Bahçeli “Ahmet Türk Bey değerli bir şahsiyet. Ağalık vasfına sahip bir insan. Görüşme talebi bize intikal etmedi ama görüşme arzusu olursa her zaman görüşebiliriz. Ağalığın bazı önemli vasıfları vardır. Ağaların kapısı her zaman açık olur, aşı da bol olur.
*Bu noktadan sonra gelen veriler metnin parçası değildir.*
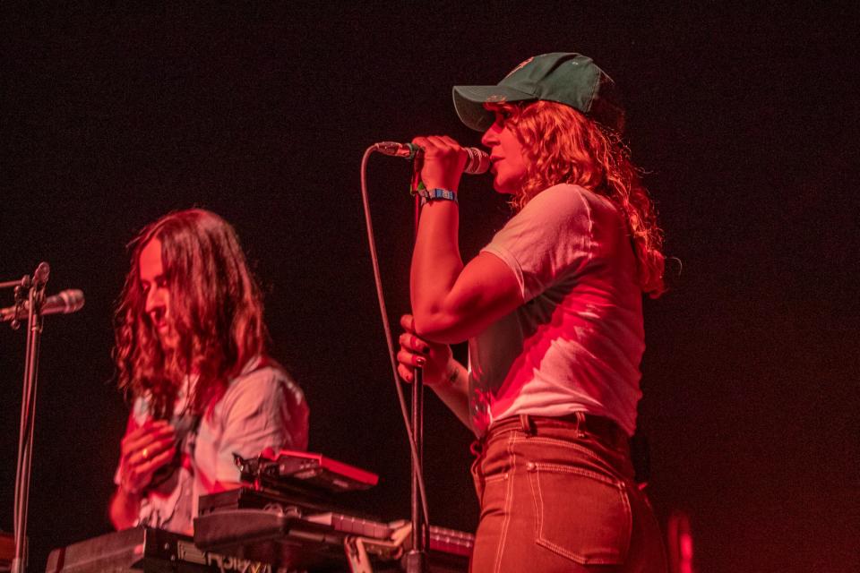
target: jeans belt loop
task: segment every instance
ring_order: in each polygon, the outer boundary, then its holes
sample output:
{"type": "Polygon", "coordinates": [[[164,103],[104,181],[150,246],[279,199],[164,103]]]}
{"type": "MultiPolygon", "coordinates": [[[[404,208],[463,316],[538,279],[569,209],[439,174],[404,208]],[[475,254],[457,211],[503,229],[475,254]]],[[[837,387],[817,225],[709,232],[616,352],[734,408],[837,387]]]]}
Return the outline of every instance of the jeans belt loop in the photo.
{"type": "Polygon", "coordinates": [[[576,433],[580,438],[585,438],[585,414],[581,410],[576,411],[576,433]]]}
{"type": "Polygon", "coordinates": [[[535,423],[528,414],[520,415],[520,429],[529,436],[535,435],[535,423]]]}

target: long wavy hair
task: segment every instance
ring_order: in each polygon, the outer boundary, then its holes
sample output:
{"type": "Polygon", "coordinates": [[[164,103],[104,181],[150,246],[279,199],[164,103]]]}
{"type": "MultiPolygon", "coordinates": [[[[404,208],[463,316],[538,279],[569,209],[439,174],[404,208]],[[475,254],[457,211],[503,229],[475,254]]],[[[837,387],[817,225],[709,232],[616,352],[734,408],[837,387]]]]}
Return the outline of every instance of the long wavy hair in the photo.
{"type": "Polygon", "coordinates": [[[527,155],[527,174],[520,192],[511,201],[513,208],[522,209],[544,189],[562,183],[607,197],[626,219],[640,286],[652,298],[663,294],[663,232],[640,170],[620,135],[552,101],[493,104],[487,108],[508,117],[527,155]]]}
{"type": "Polygon", "coordinates": [[[268,333],[260,288],[233,227],[211,211],[193,209],[166,215],[129,244],[131,270],[115,314],[119,387],[126,397],[145,396],[156,417],[169,417],[185,376],[197,374],[190,406],[205,414],[228,381],[262,354],[268,333]],[[170,293],[170,317],[178,335],[165,353],[144,311],[140,256],[153,239],[170,293]]]}

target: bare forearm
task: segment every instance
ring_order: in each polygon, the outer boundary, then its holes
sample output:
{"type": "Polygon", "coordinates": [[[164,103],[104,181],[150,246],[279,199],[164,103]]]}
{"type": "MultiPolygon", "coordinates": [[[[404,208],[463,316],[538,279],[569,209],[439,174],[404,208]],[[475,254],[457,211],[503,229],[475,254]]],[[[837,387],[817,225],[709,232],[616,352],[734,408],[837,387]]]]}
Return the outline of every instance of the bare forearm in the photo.
{"type": "Polygon", "coordinates": [[[110,500],[110,522],[117,530],[133,527],[141,508],[141,496],[117,487],[110,500]]]}
{"type": "Polygon", "coordinates": [[[431,388],[439,399],[471,430],[472,421],[469,414],[469,372],[465,366],[452,359],[448,363],[446,380],[431,388]]]}
{"type": "Polygon", "coordinates": [[[422,209],[410,273],[412,311],[419,335],[434,329],[434,318],[463,269],[459,225],[460,213],[452,201],[432,201],[422,209]]]}

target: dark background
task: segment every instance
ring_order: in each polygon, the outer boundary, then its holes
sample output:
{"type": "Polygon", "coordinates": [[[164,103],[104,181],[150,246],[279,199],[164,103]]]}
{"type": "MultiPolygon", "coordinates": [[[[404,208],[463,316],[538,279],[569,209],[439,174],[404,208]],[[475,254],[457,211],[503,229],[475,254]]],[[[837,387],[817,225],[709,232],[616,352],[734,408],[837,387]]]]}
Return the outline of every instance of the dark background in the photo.
{"type": "MultiPolygon", "coordinates": [[[[701,572],[860,569],[849,3],[108,4],[0,7],[0,279],[47,261],[49,293],[87,296],[81,312],[47,320],[33,570],[51,548],[109,528],[126,415],[110,361],[125,245],[194,205],[231,221],[255,261],[273,354],[311,405],[311,449],[378,473],[365,509],[408,517],[359,160],[374,141],[421,133],[477,144],[452,85],[495,83],[550,51],[594,57],[625,92],[627,138],[683,268],[646,304],[640,424],[659,517],[690,514],[701,572]]],[[[374,156],[368,177],[396,321],[408,310],[408,166],[374,156]]],[[[487,177],[460,191],[471,257],[507,211],[487,177]]],[[[7,531],[24,342],[0,329],[7,531]]],[[[426,418],[433,521],[471,530],[469,435],[434,398],[426,418]]]]}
Birileri ziyaret ettiğinde 42 davar kesmesinin sebebi de sofrasının bol olmasındandır” dedi.
Pervin Buldan’la birlikte Meclis Başkanvekili Sırrı Süreyya Önder’i ziyaret eden Ahmet Türk ise Bahçeli ile bugün görüşeceğine dair haberler üzerine henüz bu yönde bir planlama olmadığını belirtti, “Öyle bir randevu yok” dedi.
Bahçeli ile ilgili “Görüşme teklifi gelirse nasıl bakarsınız” sorusuna da yanıt veren Türk “Elbette değerlendiririz. Barışa katkı sağlayacak her eli tutarız” diye konuştu.
Türk “Bu ülkenin barışı bizim için çok önemlidir. Barışa katkı sunacak herkesi canı gönülden destekleriz. Bunun onurlu bir barışa dönüşmesi lazım. Biz başından beri halkların kardeşliğini savunan bir siyasi anlayışa sahibiz. Bunun sağlanması konusunda da çaba gösteriyoruz. Böyle bir anlayışla meseleye bakan herkesi kucaklarız. Kürt halkının varlığını, kültürünü, kimliğini inkar etmeden onun bir hak olduğunu içselleştirmişseniz bu meseleyi çözerseniz. Ama bunu içselleştirmemişseniz çözümün de kolay olmadığını ifade etmek isterim” diye konuştu.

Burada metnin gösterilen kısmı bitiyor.